La méthode simple pour estimer votre propre projet
Pour obtenir une estimation cohérente, il faut dérouler le calcul dans le bon ordre. Commencez par déterminer la surface réellement exploitable, puis le nombre de panneaux possible, leur puissance unitaire en Wc et la puissance totale en kWc. Ensuite, appliquez le productible local pour obtenir la production annuelle en kWh.
- Mesurer les 1 000 m² disponibles et retirer les zones non exploitables.
- Estimer le nombre de panneaux, par exemple avec une surface moyenne de 1,7 m² par panneau.
- Multiplier le nombre de panneaux par leur puissance, souvent entre 400 et 600 Wc.
- Convertir la puissance totale en kWc.
- Multiplier les kWc par le productible local en kWh/kWc.
- Valoriser la production selon le modèle choisi : vente totale, autoconsommation ou surplus.
- Déduire les coûts d’installation, d’exploitation, d’assurance, de maintenance et de raccordement.

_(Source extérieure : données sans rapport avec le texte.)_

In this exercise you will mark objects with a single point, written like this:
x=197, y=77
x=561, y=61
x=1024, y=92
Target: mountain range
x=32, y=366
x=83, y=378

La formule de base en vente totale reste : production annuelle en kWh × tarif de vente = chiffre d’affaires brut. En autoconsommation, il faut ajouter les économies sur facture et la revente du surplus. En location, le raisonnement change : vous comparez surtout le loyer proposé, la durée du bail, l’indexation, les responsabilités de chaque partie et les conditions de remise en état du terrain en fin de projet.
Avant de signer un devis ou un bail, le plus prudent est donc de demander une simulation fondée sur votre adresse, votre surface exploitable, votre profil de consommation, les contraintes de raccordement et le contrat envisagé. C’est cette étude, plus que la seule surface de 1 000 m², qui dira combien votre projet solaire peut réellement rapporter.